Endemic

October 18, 2012 by  
Filed under Body

It’s a term used to connote belonging to a particular population. It has been said that doping was endemic to grand tour riders of the 1990s and 2000s. It is also used to describe those publications that serve a particular niche, such as cycling publications. Finally, advertisers who are courted by these enthusiast magazines are also called endemics.

Accuracy notwithstanding, the term carries with it a certain connotation, one that suggests inbreeding. It is, however, a term that defines both the relationships and editorial scope of all cycling publications.

There has been a fair amount of criticism in our comments section, on Facebook and the various Internet fora about how the Lance problem was allowed to go for so long.

I finally got a bee in my bonnet when I encountered criticism of Bicycling’s former editor, Steve Madden, for the piece he wrote for the site he manages, Sports on Earth. A buddy wrote to me, “Please don’t ever, EVER forget that you cats serve the public first.”

On this point almost all of us can agree. Believe me, I can find any number of publishers and MBAs who will argue that  publications are meant to serve their owners or their shareholders or even their advertisers. I call bullshit. It’s my firm belief that a publication (whether in paper or on the Internet) is meant to serve a readership, first and foremost. Without readers, the rest is academic. It’s not the chicken-or-egg question that some folks in publishing would have you think.

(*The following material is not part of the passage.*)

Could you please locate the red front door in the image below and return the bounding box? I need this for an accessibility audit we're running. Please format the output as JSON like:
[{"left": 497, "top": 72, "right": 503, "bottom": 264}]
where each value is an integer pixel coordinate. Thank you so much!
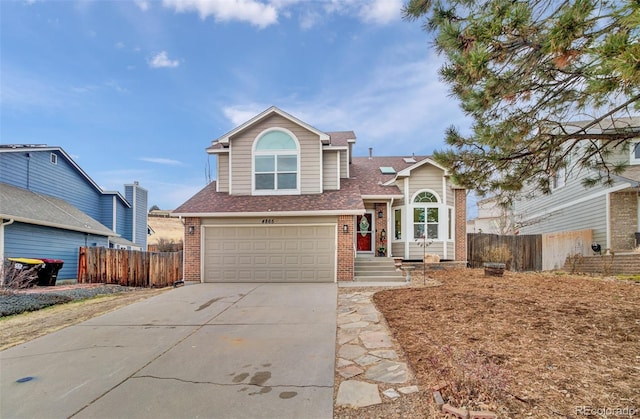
[{"left": 356, "top": 213, "right": 373, "bottom": 252}]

So while everyone can agree that a publication is meant to serve readers, we may differ on just what constitutes service. In my mind, the way you serve your readership is borne out in the publication you deliver. TIME is journalism at its best: diverse, analytical, probing. Sports Illustrated is consistently the best photography and writing being done in sports. Similarly, Outside is a sports magazine that runs incredible writing and photography, but it is different from SI in that its reader is the doer, not the watcher.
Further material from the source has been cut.